自分で言うのもなんだが、ネタが少し弱く、養成所の時の千人舎との対抗戦ライブでもギリギリ5番目で選ばれていたと思われる2人市長が同期ではじめてのテレビ出演を勝ちとったのは、ネタの相談を私にするようになったことが大きかった。

もともと発想が素晴らしかった迫田君のネタを台本製作能力だけが取り柄の私が手伝っていたことで、クオリティーが格段に上がっていた。

それに対して、私のコンビの馬高畑はテレビ出演どころかゴングショーの合格も2回で止まったまま1年目が終わろうとしていた。

その頃から、高畑が陰で私の事をボロクソに言っているという話を同期や先輩からチラホラ聞くようになっていた。

高畑は1度だけ私に

「あまり、迫田とつるむなよ。同期の弟子になったっていう情けない噂が広まっているぞ」

と言ってきたことがあった。

迫田君とはしゃべりとネタでお互いに師匠と弟子になったはずだったが、私を他の人間に取られたくないと思ったからか、同期や先輩に私の事を弟子にしたとか、アイツは俺らの金村さんやから一緒に連れていくとか、そういうことを吹聴するようになっていた。

実際に迫田君の私への束縛と執着は激しくなっていた。

実家が裕福だった迫田君は、松戸市のアパートの家賃を親に払って貰っていたので、あまりバイトをしていなかった。
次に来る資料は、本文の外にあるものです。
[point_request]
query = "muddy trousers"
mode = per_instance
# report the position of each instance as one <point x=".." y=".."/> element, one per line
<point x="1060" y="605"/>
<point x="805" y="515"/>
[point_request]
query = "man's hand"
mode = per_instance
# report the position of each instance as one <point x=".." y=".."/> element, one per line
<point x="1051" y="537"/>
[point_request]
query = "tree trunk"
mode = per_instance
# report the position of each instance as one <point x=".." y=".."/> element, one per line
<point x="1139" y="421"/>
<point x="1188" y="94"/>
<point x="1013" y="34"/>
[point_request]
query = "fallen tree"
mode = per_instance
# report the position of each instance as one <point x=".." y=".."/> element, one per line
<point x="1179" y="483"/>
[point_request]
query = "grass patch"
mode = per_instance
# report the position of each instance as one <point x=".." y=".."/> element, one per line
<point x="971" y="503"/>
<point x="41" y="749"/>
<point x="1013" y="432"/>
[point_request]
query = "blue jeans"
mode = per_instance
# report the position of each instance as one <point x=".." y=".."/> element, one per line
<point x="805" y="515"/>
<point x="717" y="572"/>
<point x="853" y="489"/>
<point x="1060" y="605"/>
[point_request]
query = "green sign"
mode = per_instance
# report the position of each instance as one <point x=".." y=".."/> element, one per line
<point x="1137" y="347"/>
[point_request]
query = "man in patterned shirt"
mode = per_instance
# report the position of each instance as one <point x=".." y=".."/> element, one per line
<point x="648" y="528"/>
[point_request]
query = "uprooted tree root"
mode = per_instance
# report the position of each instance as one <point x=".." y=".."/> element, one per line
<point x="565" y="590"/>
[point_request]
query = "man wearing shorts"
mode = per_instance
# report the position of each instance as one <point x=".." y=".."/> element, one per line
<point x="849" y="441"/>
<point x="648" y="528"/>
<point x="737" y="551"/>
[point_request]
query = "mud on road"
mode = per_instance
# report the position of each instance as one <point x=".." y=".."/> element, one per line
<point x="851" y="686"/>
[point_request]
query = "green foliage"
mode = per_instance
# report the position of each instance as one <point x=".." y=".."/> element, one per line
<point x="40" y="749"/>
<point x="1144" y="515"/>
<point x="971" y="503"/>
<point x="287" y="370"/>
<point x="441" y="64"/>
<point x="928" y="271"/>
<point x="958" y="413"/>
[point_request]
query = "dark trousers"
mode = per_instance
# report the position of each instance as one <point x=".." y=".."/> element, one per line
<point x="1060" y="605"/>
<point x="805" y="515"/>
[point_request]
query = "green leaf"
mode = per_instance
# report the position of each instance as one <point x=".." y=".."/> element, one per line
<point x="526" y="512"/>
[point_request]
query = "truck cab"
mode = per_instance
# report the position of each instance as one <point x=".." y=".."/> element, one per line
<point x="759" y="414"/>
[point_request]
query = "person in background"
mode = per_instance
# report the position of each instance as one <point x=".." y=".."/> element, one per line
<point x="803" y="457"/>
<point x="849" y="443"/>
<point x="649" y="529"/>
基本的に週1回のラミナTheたてもとの劇場出番と月に1、2回、渋谷や新宿の小劇場の出番しかなかった我々はバイトをしないと時間が余っていた。

迫田君はその余った時間の全てを私と過ごしたがった。

鉄男、いまどこや? はよ、松戸こいや。  
鉄男、いまどこや? 鉄男、いまどこや?

人間は求められるのは嬉しいものだが、度が過ぎると精神的に負担になる。  

私は馬高畑のネタを考える時間も欲しかったし、彼女のユミコと会う時間も欲しかったので、八木君のように毎回呼ばれてすぐにいくわけではなかった。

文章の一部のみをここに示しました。